Being As An Ocean und „Proxy – An A.N.I.M.O. Story“: Out
10.09.2019 | Moritz Zelkowicz
Schon bei der ersten Singleauskopplung hatten Being As An Ocean so dick aufgetragen, man hätte meinen können, die Band würde ihren eigenen Spielfilm oder wenigstens eine sechsteilige Kurzserie promoten. Das Video zu „Play Pretend“ war unglaublich groß inszeniert, großes Lob schon einmal dafür. Aber gute Videos machen keine guten Alben aus, daher direkt zurück zum Anfang.

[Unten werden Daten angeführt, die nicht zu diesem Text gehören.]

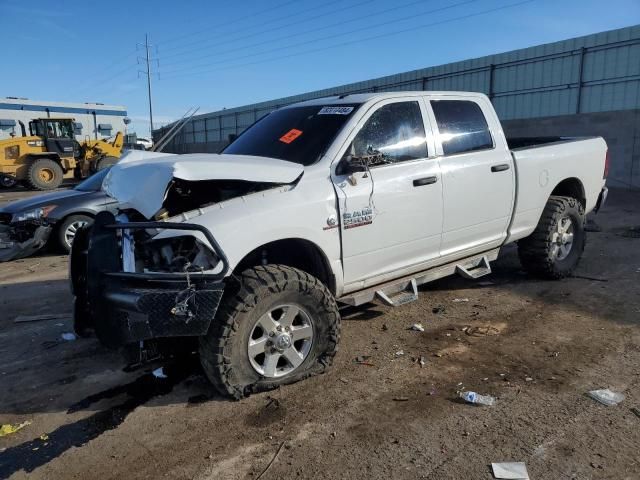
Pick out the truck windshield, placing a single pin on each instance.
(299, 134)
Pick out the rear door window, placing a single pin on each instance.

Das Intro „The Envoy“, zu Deutsch der Gesandte, verkündet direkt die Nachricht, die viele vermutet hatten. Die Kalifornier gehen stilistisch weiter mutig nach vorne und lassen den harten, aber dennoch melodiösen Post-Hardcore der Anfangstage immer weiter hinter sich. Ein im Tempo steigender, von Synthie-Klängen unterlegter Beat, der in einen basslastigen und von Hi-Hats getriebenen Klangkosmos mündet. Das ganze geht nach einem kurzen Fade-Out in „Play Pretend“ auf und führt die musikalische Reise von “Waiting For The Morning To Come“ weiter. Das kurze Intro aus Klavier und einem kurzen Elektro-Beat mündet rasch in einen schweren Drum-Part und in ein dazu passend schweres Riff. Vom musikalischen ist das wieder großartig, es entsteht beinahe eine so bedrückende Stimmung wie in „Thorns“ mit seinen Glockenschlägen - nur dass „Play Pretend“ für die gleiche Stimmung die Shouts von Joel fehlen. So driftet der Song ins Melancholische ab.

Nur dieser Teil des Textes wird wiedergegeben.